Я чуть было не ответил, что мне как раз туда и надо.
– С красивой рай и в притоне!
Приземлились мы у бара «Альбонея», названного так в честь планеты, покрытой загадочным туманом. Этим туманом заполнен был и бар. Столики, оборудованные в нишах, похожих на полураскрытые устричные раковины, как бы лежали на дне изумрудно-зеленого моря, вода в котором была невесомой и текла сразу во всех направлениях. Переваливаясь через створки, она опускалась на наши головы, на столик, в бокалы и приносила с собой отдельные слова, звуки и осколки разноцветных огней, подбирала наши слова и свет оранжевой настольной лампы и уносила к другим столикам или к потолку. Вот около моего лица завибрировало чье-то «ну», рядом потрескивал и сыпал единственной искоркой огонек чьей-то сигареты, чуть дальше два аккорда из какой-то мелодии и разноцветная мозаика, украденная у светящейся где-то в зале рекламы. Даже когда сам говоришь, кажется, что видишь, как предложения дробятся на отдельные звуки, они вязнут в тумане, смешиваются с чужими – и через секунду нельзя уже разобрать, что ты сейчас сказал. Порой мне казалось, туман ворует и мои мысли, – такой пустой вдруг стала голова.

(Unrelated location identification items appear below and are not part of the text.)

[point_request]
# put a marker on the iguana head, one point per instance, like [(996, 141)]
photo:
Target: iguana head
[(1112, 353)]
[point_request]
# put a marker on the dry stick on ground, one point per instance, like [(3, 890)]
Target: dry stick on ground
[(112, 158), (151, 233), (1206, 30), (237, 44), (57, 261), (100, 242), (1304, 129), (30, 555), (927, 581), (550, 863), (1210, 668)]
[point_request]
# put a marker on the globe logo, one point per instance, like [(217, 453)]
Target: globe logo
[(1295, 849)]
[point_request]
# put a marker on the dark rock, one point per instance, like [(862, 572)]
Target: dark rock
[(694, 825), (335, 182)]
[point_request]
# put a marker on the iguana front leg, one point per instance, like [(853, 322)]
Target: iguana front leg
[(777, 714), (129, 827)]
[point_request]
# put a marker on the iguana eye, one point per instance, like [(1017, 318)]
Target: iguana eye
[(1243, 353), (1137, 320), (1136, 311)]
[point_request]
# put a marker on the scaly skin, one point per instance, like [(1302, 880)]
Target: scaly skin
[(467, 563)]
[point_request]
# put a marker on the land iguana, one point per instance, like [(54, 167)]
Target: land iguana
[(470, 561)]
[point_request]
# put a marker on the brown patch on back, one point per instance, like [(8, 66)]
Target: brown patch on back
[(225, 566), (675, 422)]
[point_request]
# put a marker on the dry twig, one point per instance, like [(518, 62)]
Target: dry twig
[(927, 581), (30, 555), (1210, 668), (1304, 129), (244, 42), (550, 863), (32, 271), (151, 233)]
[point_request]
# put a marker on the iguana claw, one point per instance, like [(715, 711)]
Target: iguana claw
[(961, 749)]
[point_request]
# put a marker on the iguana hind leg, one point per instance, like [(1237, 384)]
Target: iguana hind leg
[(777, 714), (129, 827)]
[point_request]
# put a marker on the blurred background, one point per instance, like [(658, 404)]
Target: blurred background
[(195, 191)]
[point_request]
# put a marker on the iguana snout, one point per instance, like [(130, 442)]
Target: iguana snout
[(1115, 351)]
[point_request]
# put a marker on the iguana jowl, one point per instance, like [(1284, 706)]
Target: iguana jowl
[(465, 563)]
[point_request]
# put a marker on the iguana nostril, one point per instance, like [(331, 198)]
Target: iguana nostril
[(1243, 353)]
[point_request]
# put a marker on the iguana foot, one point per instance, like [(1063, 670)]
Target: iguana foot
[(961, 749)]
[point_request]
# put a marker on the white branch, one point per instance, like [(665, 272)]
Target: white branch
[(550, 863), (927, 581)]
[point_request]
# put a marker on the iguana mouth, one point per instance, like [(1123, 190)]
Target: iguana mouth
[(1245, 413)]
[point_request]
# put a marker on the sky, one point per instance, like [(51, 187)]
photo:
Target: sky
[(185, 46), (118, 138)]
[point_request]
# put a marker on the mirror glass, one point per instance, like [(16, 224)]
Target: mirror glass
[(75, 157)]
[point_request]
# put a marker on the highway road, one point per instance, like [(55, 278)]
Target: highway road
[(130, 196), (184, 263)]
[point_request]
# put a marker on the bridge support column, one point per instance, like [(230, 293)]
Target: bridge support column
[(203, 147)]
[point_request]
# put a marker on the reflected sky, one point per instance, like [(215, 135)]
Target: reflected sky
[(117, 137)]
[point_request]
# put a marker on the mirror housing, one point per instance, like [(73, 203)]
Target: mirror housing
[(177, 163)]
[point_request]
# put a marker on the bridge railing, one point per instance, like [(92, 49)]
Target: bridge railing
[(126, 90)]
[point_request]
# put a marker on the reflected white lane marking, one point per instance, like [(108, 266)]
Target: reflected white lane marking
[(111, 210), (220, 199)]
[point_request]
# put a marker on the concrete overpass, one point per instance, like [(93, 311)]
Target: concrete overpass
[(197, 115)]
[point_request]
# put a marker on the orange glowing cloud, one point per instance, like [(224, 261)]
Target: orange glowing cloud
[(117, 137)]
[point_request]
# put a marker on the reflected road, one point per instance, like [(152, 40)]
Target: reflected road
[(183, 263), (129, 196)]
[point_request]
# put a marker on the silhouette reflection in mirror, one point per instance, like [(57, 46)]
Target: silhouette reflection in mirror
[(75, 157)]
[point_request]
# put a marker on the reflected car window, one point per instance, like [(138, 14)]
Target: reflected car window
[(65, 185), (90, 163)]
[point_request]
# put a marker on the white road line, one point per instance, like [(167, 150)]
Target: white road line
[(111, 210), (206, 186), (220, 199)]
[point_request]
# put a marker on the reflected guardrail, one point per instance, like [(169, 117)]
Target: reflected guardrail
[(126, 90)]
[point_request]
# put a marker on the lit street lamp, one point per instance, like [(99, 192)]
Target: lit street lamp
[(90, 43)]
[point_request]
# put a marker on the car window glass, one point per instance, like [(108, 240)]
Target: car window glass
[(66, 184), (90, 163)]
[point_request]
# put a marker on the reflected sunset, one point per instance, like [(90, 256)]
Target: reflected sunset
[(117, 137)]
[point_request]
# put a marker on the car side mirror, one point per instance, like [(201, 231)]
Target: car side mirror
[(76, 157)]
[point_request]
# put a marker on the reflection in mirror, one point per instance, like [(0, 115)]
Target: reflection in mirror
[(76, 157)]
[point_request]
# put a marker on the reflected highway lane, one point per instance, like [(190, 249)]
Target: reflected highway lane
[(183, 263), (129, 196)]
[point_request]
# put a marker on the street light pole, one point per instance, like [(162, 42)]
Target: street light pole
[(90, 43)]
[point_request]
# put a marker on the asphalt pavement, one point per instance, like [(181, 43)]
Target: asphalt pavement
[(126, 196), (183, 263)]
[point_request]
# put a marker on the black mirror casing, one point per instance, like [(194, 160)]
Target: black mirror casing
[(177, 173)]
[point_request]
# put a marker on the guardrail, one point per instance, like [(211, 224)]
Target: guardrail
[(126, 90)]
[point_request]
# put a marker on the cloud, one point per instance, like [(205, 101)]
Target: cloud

Красавицу звали Иолия. Она снималась в рекламных фильмах. Неудавшаяся актриса. Работает здесь по контракту, который закончится в последний день фестиваля. Работа нравилась, потому что режиссер – пожилой примерный семьянин.
– ... Не пристает режиссер, зато его жена устраивает сцены ревности! – с грустной улыбкой поделилась она. – А ты, наверное, летчик из патрульной службы?
– Да, – не моргнув, соврал я. – А как ты догадалась?
– Лицо у тебя мужественное и немного отрешенное, словно ты чуточку не от мира сего, – пошутила она.
Значит, есть какая-то польза и от четырех лет разговоров с самим собой.
– Служба, – многозначительно произнес я. – Полеты в одиночку, постоянное напряжение, риск...
Тут я выдал несколько приключенческих историй, будто бы случившихся со мной: о преследовании преступников, перестрелках, удачных захватах. Впрочем, эти истории действительно происходили со мной, только я был не охотником, а добычей. Иолия слушала с интересом, даже позабыла о кроваво-красном фирменном коктейле. Туман воспользовался этим, заполз в бокал, и теперь там плавала парочка удивленно-восхищенных Иолиных «Да?!»